With non-compulsory voting, the usual situation is that things have to be, or seem to be, very bad indeed to mobilize a big voter turnout.
Bush stank to high heaven and my take is that the thought of another Republican President mobilized the masses to get out and vote.
I’m not sure that Obama has reached Gorgonzola status just yet, so I predict a low voter turnout which may favor the Republicans.
@Stevo
Give me a break .. Australian’s re-elected Mr McGoo how many times? ..lol
Shrub won in 2000 by a hanging chad filled nose against a terminally boring Al Gore terribly tainted by Clinton scandal and only won again in 2004 because John Kerry’s campaign somehow managed to make Gore’s look great by comparison.
Oh, and the GOP’s resident Dr Evil, Karl Rove cleverly conspired to get 4 million toothless, witless pitch fork wielding religious weirdos, who normally don’t vote at all, out of their basements to vote for anti gay marriage constitutional amendments in 11 states.
The current “enthusiasm gap” has less to do with Obama’s own failings than it has to do with the fact that members of his own party, notably the BlueDog pro lifers and that prissy self absorbed prick Joe Lieberman consistently voted with the Replicants to block Obama’s legislative agenda for purely personal reasons.

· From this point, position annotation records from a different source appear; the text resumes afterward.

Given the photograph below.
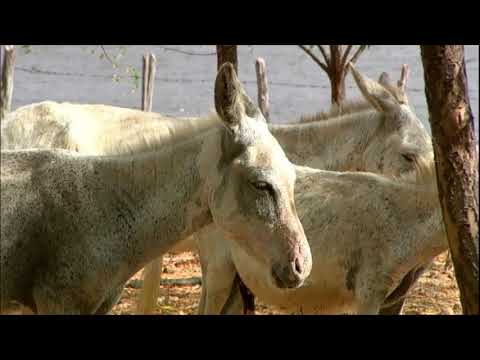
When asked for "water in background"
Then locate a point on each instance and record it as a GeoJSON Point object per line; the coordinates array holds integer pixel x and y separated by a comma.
{"type": "Point", "coordinates": [184, 81]}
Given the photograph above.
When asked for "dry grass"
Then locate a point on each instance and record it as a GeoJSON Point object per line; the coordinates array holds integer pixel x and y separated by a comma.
{"type": "Point", "coordinates": [436, 292]}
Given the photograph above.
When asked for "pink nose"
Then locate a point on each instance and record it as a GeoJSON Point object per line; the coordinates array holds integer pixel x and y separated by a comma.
{"type": "Point", "coordinates": [289, 276]}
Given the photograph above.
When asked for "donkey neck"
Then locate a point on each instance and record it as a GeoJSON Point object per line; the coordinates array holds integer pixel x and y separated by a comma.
{"type": "Point", "coordinates": [160, 196]}
{"type": "Point", "coordinates": [333, 144]}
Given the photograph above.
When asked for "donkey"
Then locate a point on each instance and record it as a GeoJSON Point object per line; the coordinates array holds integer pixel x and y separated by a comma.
{"type": "Point", "coordinates": [366, 233]}
{"type": "Point", "coordinates": [75, 228]}
{"type": "Point", "coordinates": [348, 138]}
{"type": "Point", "coordinates": [216, 257]}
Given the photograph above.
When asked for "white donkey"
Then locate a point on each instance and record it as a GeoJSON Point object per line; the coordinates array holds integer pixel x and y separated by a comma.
{"type": "Point", "coordinates": [367, 234]}
{"type": "Point", "coordinates": [350, 138]}
{"type": "Point", "coordinates": [75, 228]}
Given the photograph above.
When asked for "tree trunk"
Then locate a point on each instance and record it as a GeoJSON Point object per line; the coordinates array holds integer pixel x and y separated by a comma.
{"type": "Point", "coordinates": [262, 87]}
{"type": "Point", "coordinates": [456, 157]}
{"type": "Point", "coordinates": [227, 53]}
{"type": "Point", "coordinates": [336, 74]}
{"type": "Point", "coordinates": [7, 65]}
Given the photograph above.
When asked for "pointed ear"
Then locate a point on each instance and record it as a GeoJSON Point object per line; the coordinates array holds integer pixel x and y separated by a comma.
{"type": "Point", "coordinates": [376, 94]}
{"type": "Point", "coordinates": [231, 101]}
{"type": "Point", "coordinates": [397, 90]}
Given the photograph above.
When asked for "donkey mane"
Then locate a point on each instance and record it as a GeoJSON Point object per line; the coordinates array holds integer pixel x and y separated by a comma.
{"type": "Point", "coordinates": [347, 108]}
{"type": "Point", "coordinates": [144, 139]}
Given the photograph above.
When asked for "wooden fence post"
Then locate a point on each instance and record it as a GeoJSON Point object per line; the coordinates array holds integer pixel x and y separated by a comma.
{"type": "Point", "coordinates": [152, 273]}
{"type": "Point", "coordinates": [262, 85]}
{"type": "Point", "coordinates": [227, 53]}
{"type": "Point", "coordinates": [7, 65]}
{"type": "Point", "coordinates": [149, 69]}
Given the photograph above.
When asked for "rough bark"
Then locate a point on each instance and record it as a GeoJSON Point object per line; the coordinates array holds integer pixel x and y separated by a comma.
{"type": "Point", "coordinates": [227, 53]}
{"type": "Point", "coordinates": [456, 158]}
{"type": "Point", "coordinates": [335, 64]}
{"type": "Point", "coordinates": [262, 87]}
{"type": "Point", "coordinates": [336, 74]}
{"type": "Point", "coordinates": [149, 69]}
{"type": "Point", "coordinates": [7, 65]}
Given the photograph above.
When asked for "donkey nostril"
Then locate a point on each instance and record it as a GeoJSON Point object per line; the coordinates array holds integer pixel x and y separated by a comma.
{"type": "Point", "coordinates": [298, 266]}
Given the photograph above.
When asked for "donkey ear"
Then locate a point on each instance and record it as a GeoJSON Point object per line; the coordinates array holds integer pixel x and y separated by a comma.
{"type": "Point", "coordinates": [376, 94]}
{"type": "Point", "coordinates": [231, 101]}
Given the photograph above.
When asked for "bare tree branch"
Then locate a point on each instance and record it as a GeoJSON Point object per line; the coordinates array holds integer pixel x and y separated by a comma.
{"type": "Point", "coordinates": [314, 57]}
{"type": "Point", "coordinates": [359, 52]}
{"type": "Point", "coordinates": [108, 56]}
{"type": "Point", "coordinates": [325, 54]}
{"type": "Point", "coordinates": [402, 83]}
{"type": "Point", "coordinates": [187, 52]}
{"type": "Point", "coordinates": [345, 55]}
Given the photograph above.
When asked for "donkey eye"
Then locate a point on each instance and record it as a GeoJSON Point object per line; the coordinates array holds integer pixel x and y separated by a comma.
{"type": "Point", "coordinates": [409, 157]}
{"type": "Point", "coordinates": [260, 185]}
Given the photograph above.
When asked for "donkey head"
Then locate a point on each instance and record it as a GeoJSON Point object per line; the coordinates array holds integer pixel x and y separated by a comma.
{"type": "Point", "coordinates": [253, 199]}
{"type": "Point", "coordinates": [403, 147]}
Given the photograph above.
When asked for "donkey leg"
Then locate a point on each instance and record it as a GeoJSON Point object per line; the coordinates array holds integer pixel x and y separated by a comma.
{"type": "Point", "coordinates": [52, 301]}
{"type": "Point", "coordinates": [151, 287]}
{"type": "Point", "coordinates": [110, 301]}
{"type": "Point", "coordinates": [234, 305]}
{"type": "Point", "coordinates": [218, 272]}
{"type": "Point", "coordinates": [393, 305]}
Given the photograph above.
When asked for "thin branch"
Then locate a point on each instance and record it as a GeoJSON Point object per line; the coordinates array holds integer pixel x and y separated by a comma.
{"type": "Point", "coordinates": [312, 55]}
{"type": "Point", "coordinates": [359, 52]}
{"type": "Point", "coordinates": [345, 55]}
{"type": "Point", "coordinates": [107, 56]}
{"type": "Point", "coordinates": [186, 52]}
{"type": "Point", "coordinates": [325, 54]}
{"type": "Point", "coordinates": [402, 83]}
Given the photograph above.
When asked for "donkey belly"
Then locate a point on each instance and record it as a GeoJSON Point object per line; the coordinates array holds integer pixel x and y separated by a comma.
{"type": "Point", "coordinates": [21, 249]}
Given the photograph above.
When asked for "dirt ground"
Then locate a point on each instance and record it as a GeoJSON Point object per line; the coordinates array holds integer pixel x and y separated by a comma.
{"type": "Point", "coordinates": [436, 292]}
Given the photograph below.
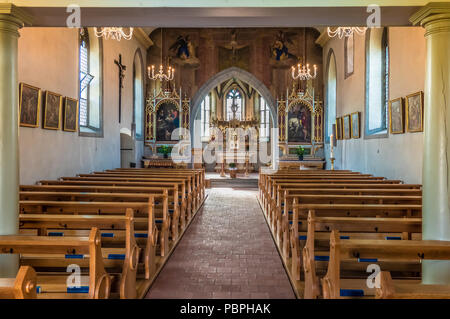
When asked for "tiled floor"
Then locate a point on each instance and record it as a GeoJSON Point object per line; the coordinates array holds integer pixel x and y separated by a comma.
{"type": "Point", "coordinates": [227, 252]}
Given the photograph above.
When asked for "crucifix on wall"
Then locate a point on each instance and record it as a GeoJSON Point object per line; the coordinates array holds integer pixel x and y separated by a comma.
{"type": "Point", "coordinates": [122, 69]}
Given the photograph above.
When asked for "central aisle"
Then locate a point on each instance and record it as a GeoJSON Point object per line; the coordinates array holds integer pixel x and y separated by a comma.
{"type": "Point", "coordinates": [227, 252]}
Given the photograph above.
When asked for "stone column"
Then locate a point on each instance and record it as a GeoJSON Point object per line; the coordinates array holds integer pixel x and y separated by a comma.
{"type": "Point", "coordinates": [435, 18]}
{"type": "Point", "coordinates": [11, 20]}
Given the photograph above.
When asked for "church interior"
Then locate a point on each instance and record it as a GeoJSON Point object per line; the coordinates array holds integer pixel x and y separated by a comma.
{"type": "Point", "coordinates": [204, 151]}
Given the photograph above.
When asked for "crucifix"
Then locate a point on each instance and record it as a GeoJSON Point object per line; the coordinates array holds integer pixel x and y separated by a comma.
{"type": "Point", "coordinates": [122, 69]}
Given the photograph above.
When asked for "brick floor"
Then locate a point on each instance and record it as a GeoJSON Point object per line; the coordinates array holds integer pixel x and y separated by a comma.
{"type": "Point", "coordinates": [227, 252]}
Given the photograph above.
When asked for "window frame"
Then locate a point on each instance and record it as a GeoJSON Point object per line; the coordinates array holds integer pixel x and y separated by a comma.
{"type": "Point", "coordinates": [383, 131]}
{"type": "Point", "coordinates": [89, 130]}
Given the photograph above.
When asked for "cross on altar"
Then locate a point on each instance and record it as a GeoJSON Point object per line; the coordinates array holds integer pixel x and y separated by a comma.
{"type": "Point", "coordinates": [122, 69]}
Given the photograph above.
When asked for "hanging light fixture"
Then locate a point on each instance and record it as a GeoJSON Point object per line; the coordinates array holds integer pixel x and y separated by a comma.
{"type": "Point", "coordinates": [161, 75]}
{"type": "Point", "coordinates": [114, 33]}
{"type": "Point", "coordinates": [302, 71]}
{"type": "Point", "coordinates": [345, 31]}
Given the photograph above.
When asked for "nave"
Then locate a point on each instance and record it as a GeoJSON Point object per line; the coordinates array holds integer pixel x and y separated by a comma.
{"type": "Point", "coordinates": [227, 252]}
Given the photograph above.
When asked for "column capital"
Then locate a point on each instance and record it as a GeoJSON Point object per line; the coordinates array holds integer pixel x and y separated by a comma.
{"type": "Point", "coordinates": [434, 17]}
{"type": "Point", "coordinates": [14, 15]}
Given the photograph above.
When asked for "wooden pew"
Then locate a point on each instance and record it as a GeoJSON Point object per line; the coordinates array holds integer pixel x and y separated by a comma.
{"type": "Point", "coordinates": [185, 200]}
{"type": "Point", "coordinates": [405, 290]}
{"type": "Point", "coordinates": [190, 193]}
{"type": "Point", "coordinates": [359, 249]}
{"type": "Point", "coordinates": [99, 280]}
{"type": "Point", "coordinates": [21, 287]}
{"type": "Point", "coordinates": [129, 251]}
{"type": "Point", "coordinates": [351, 228]}
{"type": "Point", "coordinates": [174, 206]}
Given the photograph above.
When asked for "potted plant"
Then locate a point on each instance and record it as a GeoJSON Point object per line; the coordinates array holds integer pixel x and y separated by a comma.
{"type": "Point", "coordinates": [165, 150]}
{"type": "Point", "coordinates": [300, 152]}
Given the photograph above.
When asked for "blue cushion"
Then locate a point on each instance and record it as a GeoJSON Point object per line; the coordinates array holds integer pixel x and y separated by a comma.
{"type": "Point", "coordinates": [322, 258]}
{"type": "Point", "coordinates": [74, 256]}
{"type": "Point", "coordinates": [78, 290]}
{"type": "Point", "coordinates": [56, 234]}
{"type": "Point", "coordinates": [352, 293]}
{"type": "Point", "coordinates": [116, 256]}
{"type": "Point", "coordinates": [367, 260]}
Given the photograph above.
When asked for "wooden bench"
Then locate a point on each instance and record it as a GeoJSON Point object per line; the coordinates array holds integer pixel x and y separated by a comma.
{"type": "Point", "coordinates": [351, 228]}
{"type": "Point", "coordinates": [99, 281]}
{"type": "Point", "coordinates": [185, 199]}
{"type": "Point", "coordinates": [359, 249]}
{"type": "Point", "coordinates": [21, 287]}
{"type": "Point", "coordinates": [128, 250]}
{"type": "Point", "coordinates": [406, 290]}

Obama has made errors yes but the Dems biggest problems have been rooted in their own lack of unity
You also seem to miss the fact that those radical libertarian Tea Party toss pots have done much to alienate the bible bashing base of the Replicant Party by NOT constantly prattling on about Roe Vs Wade and how “faggits iz gnawing at the moral fabric of ‘murica”
IMO, one of the Toxic Tea Party’s greatest achievements thus far has been doing more to undermine that Republicunt shotgun marriage of convenience between God and Mammon (Socially Conservative Religious Wing Nuts and Gun luvin, IRS hatin’ Libertarians) in the past two years than the Democrats have managed to do in the past two decades
This will all come down to whether the Dems can finally come together as a party, forge a singular, cogent agenda and run an effective campaign against a Replicant Party which is in complete disarray as radical libertarian and PaleoConservative wing nuts struggle in a death roll to decide who will run the GOP for the next decade.
@Socratease
I suspect fear of returning to the Bush agenda of cutting taxes/regulation for the rich and services/living standards for the poor and middle class may get more Dems out to vote than you think.

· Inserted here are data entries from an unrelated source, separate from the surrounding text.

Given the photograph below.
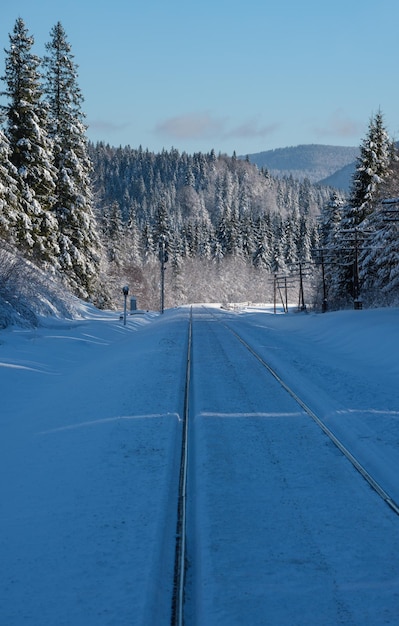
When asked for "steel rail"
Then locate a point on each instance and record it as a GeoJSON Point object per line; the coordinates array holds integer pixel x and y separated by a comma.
{"type": "Point", "coordinates": [374, 484]}
{"type": "Point", "coordinates": [177, 615]}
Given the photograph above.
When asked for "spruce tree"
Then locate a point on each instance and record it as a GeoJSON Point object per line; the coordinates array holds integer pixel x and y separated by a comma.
{"type": "Point", "coordinates": [8, 192]}
{"type": "Point", "coordinates": [30, 149]}
{"type": "Point", "coordinates": [79, 241]}
{"type": "Point", "coordinates": [373, 167]}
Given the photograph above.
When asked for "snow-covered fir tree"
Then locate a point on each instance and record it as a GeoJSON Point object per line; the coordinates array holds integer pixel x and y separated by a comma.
{"type": "Point", "coordinates": [79, 243]}
{"type": "Point", "coordinates": [8, 192]}
{"type": "Point", "coordinates": [30, 150]}
{"type": "Point", "coordinates": [373, 168]}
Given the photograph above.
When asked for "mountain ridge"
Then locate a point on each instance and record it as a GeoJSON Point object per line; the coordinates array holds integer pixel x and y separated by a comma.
{"type": "Point", "coordinates": [320, 163]}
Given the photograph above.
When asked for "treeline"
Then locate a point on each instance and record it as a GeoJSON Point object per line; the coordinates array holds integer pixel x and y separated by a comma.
{"type": "Point", "coordinates": [95, 215]}
{"type": "Point", "coordinates": [46, 207]}
{"type": "Point", "coordinates": [220, 211]}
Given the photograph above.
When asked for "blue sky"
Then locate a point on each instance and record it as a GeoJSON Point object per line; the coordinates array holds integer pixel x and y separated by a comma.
{"type": "Point", "coordinates": [222, 74]}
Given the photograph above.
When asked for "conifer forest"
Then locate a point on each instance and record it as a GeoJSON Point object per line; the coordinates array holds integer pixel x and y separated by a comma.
{"type": "Point", "coordinates": [94, 217]}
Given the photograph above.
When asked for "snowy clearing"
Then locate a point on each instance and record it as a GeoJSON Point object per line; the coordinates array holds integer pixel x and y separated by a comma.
{"type": "Point", "coordinates": [283, 529]}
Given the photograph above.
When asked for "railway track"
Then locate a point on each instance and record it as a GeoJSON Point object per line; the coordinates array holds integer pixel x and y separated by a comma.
{"type": "Point", "coordinates": [183, 531]}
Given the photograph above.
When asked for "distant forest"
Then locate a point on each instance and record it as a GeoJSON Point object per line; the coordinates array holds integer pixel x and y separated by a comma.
{"type": "Point", "coordinates": [215, 228]}
{"type": "Point", "coordinates": [228, 226]}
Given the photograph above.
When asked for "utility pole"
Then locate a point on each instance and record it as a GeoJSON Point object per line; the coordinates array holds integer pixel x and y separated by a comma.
{"type": "Point", "coordinates": [163, 257]}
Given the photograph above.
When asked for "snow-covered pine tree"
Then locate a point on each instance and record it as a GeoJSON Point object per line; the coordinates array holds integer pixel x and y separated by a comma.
{"type": "Point", "coordinates": [373, 168]}
{"type": "Point", "coordinates": [30, 150]}
{"type": "Point", "coordinates": [80, 248]}
{"type": "Point", "coordinates": [8, 192]}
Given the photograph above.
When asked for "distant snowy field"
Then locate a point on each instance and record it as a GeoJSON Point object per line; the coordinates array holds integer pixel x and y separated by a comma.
{"type": "Point", "coordinates": [89, 425]}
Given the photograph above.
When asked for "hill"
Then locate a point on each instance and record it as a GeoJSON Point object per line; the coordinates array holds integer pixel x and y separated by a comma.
{"type": "Point", "coordinates": [316, 162]}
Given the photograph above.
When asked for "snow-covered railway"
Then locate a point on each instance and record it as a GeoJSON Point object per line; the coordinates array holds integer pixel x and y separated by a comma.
{"type": "Point", "coordinates": [257, 503]}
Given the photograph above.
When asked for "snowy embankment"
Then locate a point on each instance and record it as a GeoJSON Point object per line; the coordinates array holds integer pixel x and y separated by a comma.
{"type": "Point", "coordinates": [89, 439]}
{"type": "Point", "coordinates": [88, 435]}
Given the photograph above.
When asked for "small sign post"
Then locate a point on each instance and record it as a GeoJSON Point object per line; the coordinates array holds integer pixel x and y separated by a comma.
{"type": "Point", "coordinates": [125, 290]}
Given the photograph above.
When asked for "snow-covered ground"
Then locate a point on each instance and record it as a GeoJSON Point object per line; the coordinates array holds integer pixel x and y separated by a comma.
{"type": "Point", "coordinates": [89, 440]}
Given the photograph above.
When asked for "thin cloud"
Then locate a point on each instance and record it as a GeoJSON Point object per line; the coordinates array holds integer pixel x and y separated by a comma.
{"type": "Point", "coordinates": [191, 126]}
{"type": "Point", "coordinates": [339, 125]}
{"type": "Point", "coordinates": [106, 126]}
{"type": "Point", "coordinates": [251, 129]}
{"type": "Point", "coordinates": [204, 125]}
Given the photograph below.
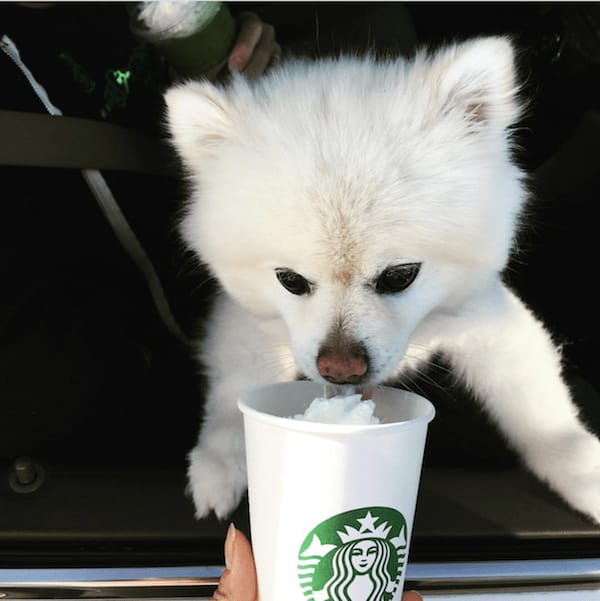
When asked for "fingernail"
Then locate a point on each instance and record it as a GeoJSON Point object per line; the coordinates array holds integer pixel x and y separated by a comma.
{"type": "Point", "coordinates": [229, 542]}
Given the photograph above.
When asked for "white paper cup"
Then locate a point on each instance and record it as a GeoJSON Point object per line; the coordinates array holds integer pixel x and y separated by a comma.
{"type": "Point", "coordinates": [332, 506]}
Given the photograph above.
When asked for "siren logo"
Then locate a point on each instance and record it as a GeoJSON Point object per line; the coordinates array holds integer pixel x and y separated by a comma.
{"type": "Point", "coordinates": [358, 555]}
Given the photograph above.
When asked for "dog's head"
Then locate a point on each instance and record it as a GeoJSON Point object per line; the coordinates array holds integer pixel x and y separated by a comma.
{"type": "Point", "coordinates": [354, 199]}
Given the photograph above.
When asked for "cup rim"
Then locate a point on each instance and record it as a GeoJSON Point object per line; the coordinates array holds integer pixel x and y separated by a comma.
{"type": "Point", "coordinates": [289, 423]}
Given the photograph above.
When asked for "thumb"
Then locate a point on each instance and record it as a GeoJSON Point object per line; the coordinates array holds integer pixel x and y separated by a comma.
{"type": "Point", "coordinates": [238, 581]}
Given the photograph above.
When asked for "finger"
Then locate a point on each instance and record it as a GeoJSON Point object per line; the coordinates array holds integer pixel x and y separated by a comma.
{"type": "Point", "coordinates": [251, 30]}
{"type": "Point", "coordinates": [238, 581]}
{"type": "Point", "coordinates": [265, 52]}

I am hopeful that despite the Right Wing Noise Machines best attempts to convince them otherwise, most Americans still remember what caused the GFC.
The Tea Party is the best thing that could have happened to the Democrats in these mid terms. What was looking like a crushing defeat, has now been rolled back somewhat. I think you’ll find many conservatives voting for the Democrats as they just find the Tea Party movement far too radical. Of course the Democrats will still lose a lot of seats, but the number can now be softened somewhat.